Plasmid DNA yang diinsersi DNA virus masuk ke dalam tubuh dan melakukan transfeksi pada sel inang. Di dalam sel, protein asing yang terbentuk akan dipecah menjadi peptida-peptida yang kemudian dipaparkan bersama MHC. Jika suatu protein asing muncul dari dalam sel inang, maka protein tersebut akan masuk ke jalur MHC kelas I. Jalur ini menginduksi respon kebal seluler berupa aktivasi CTL yang spesifik terhadap protein antigen. Sebaliknya, respon kebal humoral berupa pembentukan antibodi muncul jika protein asing yang eksogen masuk ke dalam sel inang melalui proses endositosis atau fagositosis, kemudian masuk jalur MHC kelas II sel inang. Respon kebal yang muncul tergantung dari pemaparan antigen di dalam tubuh inang. Transfeksi DNA virus pada sel somatis akan mengaktifkan kekebalan dengan mediasi MHC kelas I. Jika protein virus yang terbentuk keluar dari sel somatis dan ditangkap oleh Antigen Presenting

Cells (APC) maka akan dipaparkan bersama MHC kelas I maupun II. Demikian

pula jika transfeksi langsung terjadi pada APC maka akan mengaktifkan jalur respon kebal yang melibatkan MHC kelas I dan kelas II.

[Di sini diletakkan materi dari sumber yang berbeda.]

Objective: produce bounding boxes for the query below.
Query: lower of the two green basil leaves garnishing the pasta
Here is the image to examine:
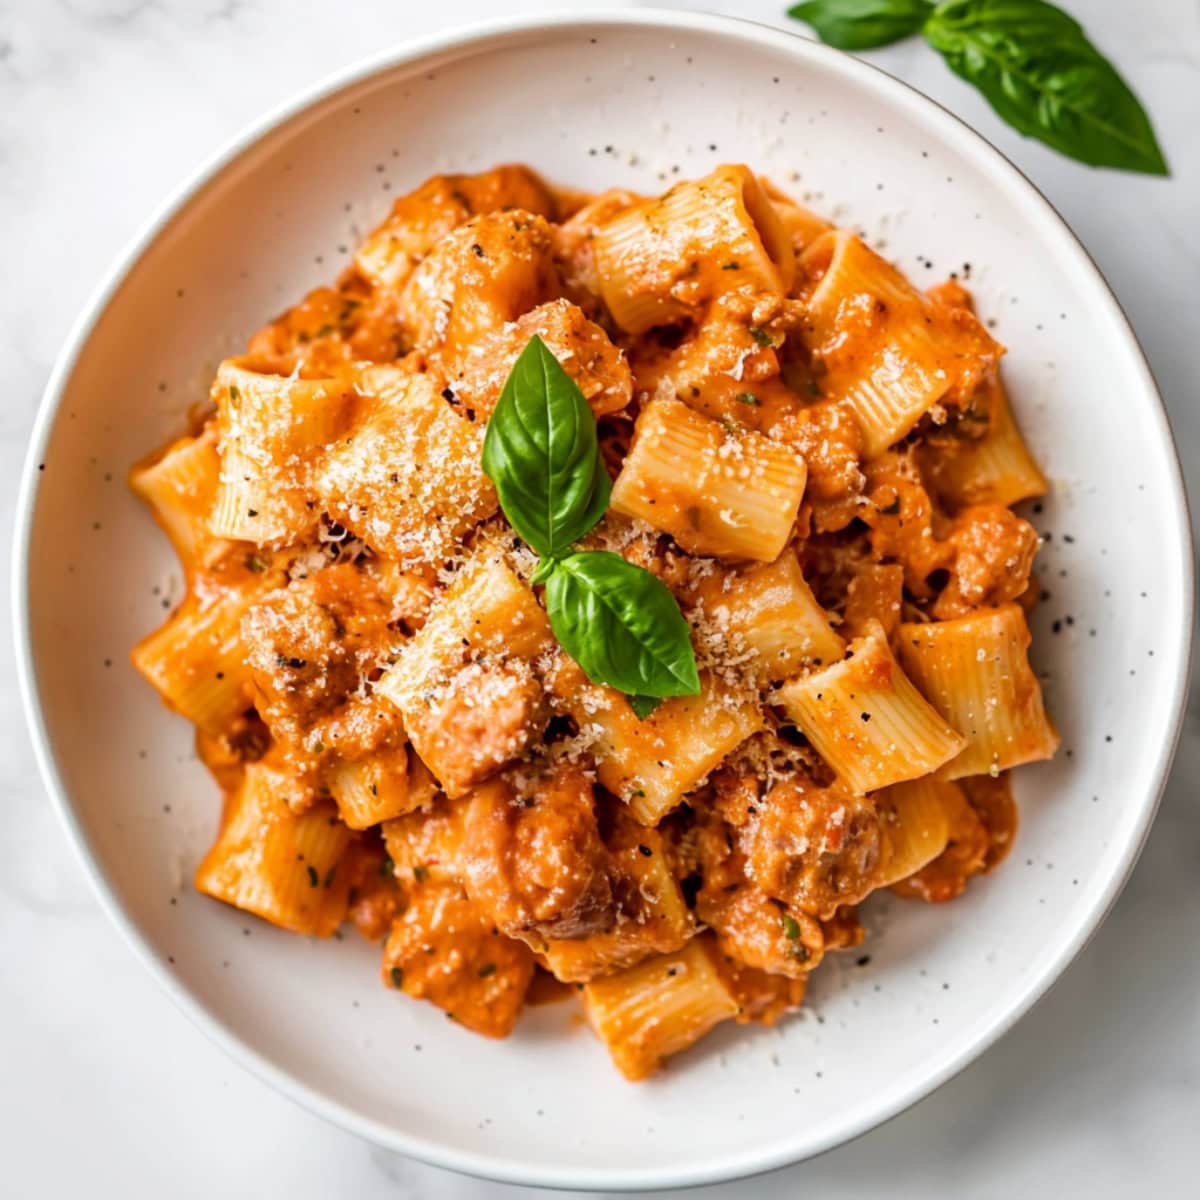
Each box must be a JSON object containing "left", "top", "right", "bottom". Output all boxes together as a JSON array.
[{"left": 546, "top": 550, "right": 700, "bottom": 712}]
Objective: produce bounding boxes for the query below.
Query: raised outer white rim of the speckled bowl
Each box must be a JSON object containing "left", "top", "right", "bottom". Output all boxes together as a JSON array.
[{"left": 12, "top": 8, "right": 1195, "bottom": 1192}]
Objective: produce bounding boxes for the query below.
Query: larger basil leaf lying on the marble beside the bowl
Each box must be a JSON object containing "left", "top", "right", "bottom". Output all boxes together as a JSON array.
[{"left": 924, "top": 0, "right": 1169, "bottom": 175}]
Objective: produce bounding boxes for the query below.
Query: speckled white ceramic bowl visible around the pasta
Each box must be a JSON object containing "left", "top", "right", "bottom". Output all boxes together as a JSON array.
[{"left": 16, "top": 12, "right": 1192, "bottom": 1189}]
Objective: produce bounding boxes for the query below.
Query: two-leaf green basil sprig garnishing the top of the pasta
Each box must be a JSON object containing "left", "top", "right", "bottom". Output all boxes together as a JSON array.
[{"left": 484, "top": 336, "right": 700, "bottom": 718}]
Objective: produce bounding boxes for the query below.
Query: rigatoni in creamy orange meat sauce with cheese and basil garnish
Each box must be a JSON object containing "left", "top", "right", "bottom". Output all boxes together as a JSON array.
[{"left": 131, "top": 166, "right": 1057, "bottom": 1079}]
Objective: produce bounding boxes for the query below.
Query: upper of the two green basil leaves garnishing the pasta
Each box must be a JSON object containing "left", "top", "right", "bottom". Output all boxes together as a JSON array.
[{"left": 484, "top": 335, "right": 612, "bottom": 558}]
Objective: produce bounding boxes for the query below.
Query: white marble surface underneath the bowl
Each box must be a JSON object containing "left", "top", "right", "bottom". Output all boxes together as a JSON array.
[{"left": 0, "top": 0, "right": 1200, "bottom": 1200}]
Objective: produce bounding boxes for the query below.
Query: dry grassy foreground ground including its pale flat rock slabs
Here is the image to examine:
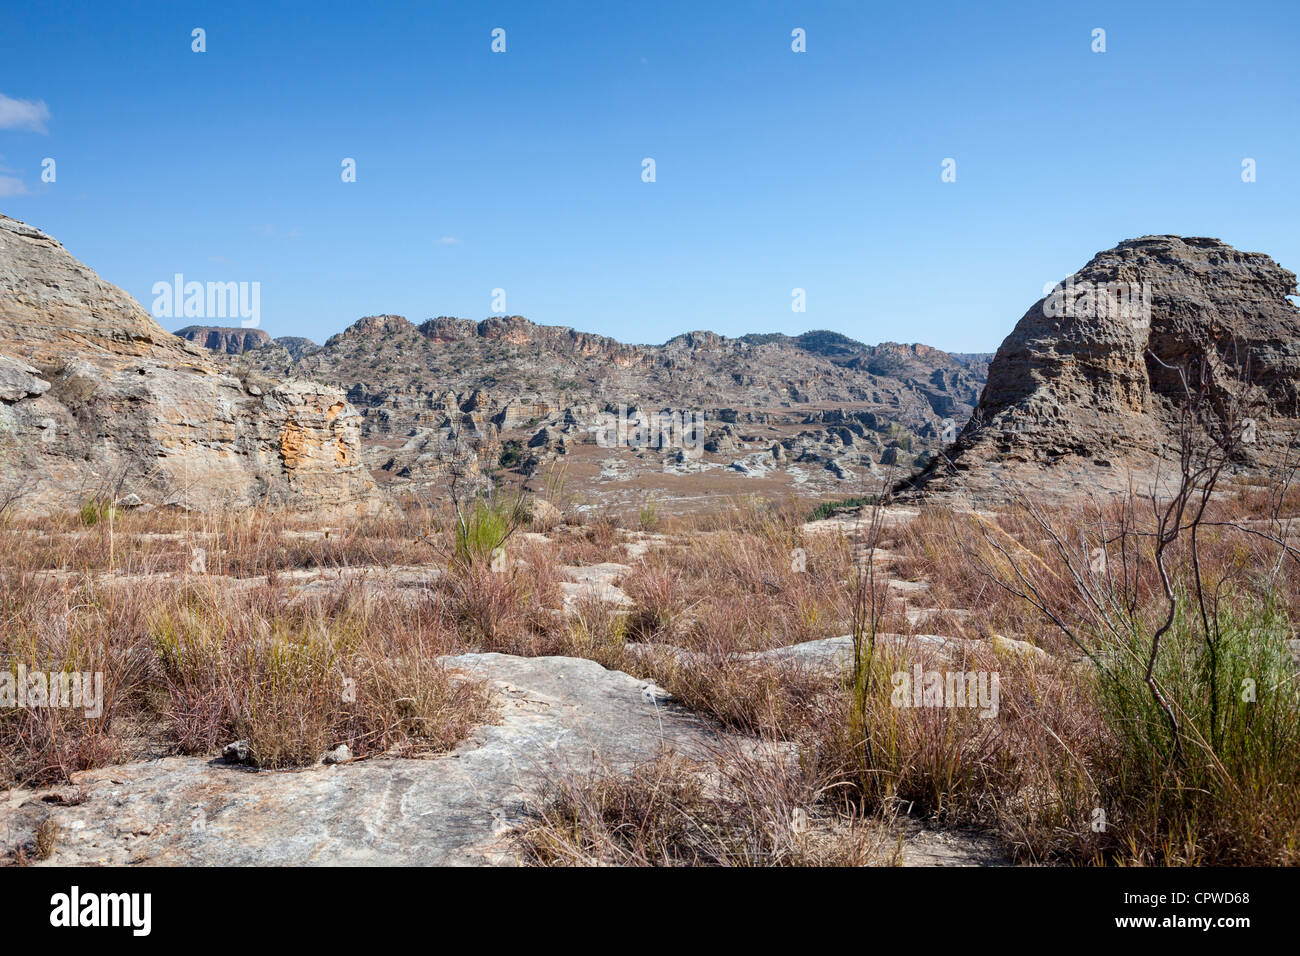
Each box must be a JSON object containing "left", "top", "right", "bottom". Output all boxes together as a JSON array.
[{"left": 0, "top": 486, "right": 1300, "bottom": 866}]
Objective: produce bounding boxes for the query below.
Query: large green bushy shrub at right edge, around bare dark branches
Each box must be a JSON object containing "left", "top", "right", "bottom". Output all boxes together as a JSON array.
[{"left": 1097, "top": 594, "right": 1300, "bottom": 864}]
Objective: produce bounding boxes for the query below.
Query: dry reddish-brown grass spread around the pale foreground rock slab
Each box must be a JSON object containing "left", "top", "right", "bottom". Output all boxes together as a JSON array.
[{"left": 0, "top": 484, "right": 1300, "bottom": 865}]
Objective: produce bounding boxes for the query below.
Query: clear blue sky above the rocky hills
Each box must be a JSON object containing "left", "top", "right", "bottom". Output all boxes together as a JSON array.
[{"left": 0, "top": 0, "right": 1300, "bottom": 351}]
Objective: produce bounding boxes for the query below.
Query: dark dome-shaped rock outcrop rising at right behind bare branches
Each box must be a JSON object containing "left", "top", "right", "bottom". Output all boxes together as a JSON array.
[{"left": 913, "top": 235, "right": 1300, "bottom": 496}]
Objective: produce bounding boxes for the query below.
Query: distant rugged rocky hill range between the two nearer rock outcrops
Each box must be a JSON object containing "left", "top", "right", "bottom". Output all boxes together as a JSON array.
[{"left": 226, "top": 315, "right": 985, "bottom": 502}]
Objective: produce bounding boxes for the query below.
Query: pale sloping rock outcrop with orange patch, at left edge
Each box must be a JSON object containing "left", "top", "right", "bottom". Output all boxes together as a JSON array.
[{"left": 0, "top": 216, "right": 374, "bottom": 511}]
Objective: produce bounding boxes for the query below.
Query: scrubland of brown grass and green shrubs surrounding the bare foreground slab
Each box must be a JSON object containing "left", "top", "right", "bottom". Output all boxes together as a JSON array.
[{"left": 0, "top": 481, "right": 1300, "bottom": 865}]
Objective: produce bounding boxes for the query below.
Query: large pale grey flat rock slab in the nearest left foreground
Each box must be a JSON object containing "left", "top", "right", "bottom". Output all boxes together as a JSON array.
[{"left": 0, "top": 654, "right": 718, "bottom": 866}]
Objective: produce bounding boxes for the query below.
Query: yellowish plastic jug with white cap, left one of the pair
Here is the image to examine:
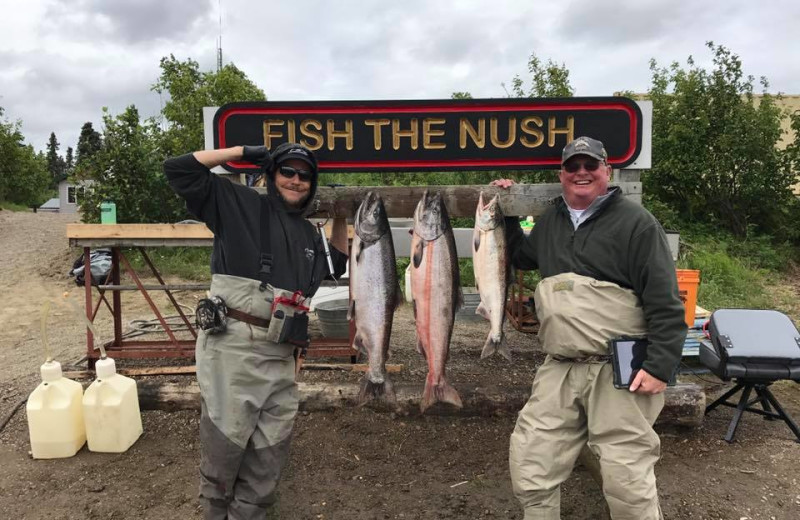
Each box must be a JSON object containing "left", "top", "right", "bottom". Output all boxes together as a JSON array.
[{"left": 25, "top": 361, "right": 86, "bottom": 459}]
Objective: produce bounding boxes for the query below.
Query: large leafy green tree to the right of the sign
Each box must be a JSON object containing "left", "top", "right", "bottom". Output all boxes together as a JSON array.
[{"left": 643, "top": 42, "right": 795, "bottom": 236}]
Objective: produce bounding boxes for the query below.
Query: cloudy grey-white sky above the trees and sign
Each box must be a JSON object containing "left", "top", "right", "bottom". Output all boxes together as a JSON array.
[{"left": 0, "top": 0, "right": 800, "bottom": 154}]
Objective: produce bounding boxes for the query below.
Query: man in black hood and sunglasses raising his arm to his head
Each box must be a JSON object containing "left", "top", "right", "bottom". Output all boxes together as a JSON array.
[{"left": 164, "top": 143, "right": 347, "bottom": 520}]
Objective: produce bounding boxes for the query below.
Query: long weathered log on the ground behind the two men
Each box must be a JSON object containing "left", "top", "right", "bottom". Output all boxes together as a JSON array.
[{"left": 137, "top": 380, "right": 706, "bottom": 426}]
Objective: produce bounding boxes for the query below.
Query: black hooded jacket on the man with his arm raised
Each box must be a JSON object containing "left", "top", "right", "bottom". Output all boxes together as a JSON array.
[{"left": 164, "top": 154, "right": 347, "bottom": 296}]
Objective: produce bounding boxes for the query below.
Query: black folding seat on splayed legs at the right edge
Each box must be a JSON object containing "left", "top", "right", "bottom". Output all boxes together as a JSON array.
[{"left": 700, "top": 309, "right": 800, "bottom": 442}]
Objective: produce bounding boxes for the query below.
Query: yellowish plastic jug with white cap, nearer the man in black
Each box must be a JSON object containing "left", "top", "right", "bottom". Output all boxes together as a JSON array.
[{"left": 83, "top": 358, "right": 142, "bottom": 453}]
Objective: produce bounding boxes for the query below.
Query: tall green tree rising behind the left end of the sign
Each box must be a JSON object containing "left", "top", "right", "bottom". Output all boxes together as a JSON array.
[{"left": 152, "top": 54, "right": 266, "bottom": 156}]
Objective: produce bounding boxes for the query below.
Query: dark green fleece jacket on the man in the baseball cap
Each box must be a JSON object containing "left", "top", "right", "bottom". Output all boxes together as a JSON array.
[{"left": 506, "top": 188, "right": 686, "bottom": 381}]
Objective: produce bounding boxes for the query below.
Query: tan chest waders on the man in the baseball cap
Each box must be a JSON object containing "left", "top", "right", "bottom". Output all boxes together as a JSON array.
[{"left": 509, "top": 273, "right": 664, "bottom": 520}]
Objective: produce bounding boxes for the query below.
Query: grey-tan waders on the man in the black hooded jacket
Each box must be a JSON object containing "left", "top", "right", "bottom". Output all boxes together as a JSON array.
[{"left": 196, "top": 275, "right": 298, "bottom": 520}]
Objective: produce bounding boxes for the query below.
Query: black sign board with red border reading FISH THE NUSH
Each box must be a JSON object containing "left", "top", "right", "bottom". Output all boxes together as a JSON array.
[{"left": 213, "top": 97, "right": 642, "bottom": 172}]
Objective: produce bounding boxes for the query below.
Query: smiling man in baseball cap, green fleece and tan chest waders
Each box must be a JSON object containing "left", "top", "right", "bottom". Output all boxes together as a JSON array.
[{"left": 493, "top": 137, "right": 686, "bottom": 520}]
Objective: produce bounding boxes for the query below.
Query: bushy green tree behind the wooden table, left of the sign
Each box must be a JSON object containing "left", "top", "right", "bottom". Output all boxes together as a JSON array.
[{"left": 77, "top": 105, "right": 187, "bottom": 223}]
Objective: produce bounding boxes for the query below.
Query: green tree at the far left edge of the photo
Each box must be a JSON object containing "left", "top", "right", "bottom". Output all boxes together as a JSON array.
[{"left": 0, "top": 107, "right": 51, "bottom": 206}]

Vaksinasi dengan DNA HIV-1 dan booster menggunakan rFPV-HIV dalam

rangkaian studi ini terbukti mampu menginduksi respon kebal humoral dan juga seluler dengan terdeteksi adanya respon antibodi serta peningkatan jumlah limfosit setelah vaksinasi. Namun, belum dapat dipastikan vaksin akan mampu memproteksi hewan bila dilakukan uji tantang. Data yang diperoleh dari penelitian ini dapat menjadi tambahan bukti mengenai kemampuan vaksin DNA dalam menginduksi respon kebal terhadap HIV-1.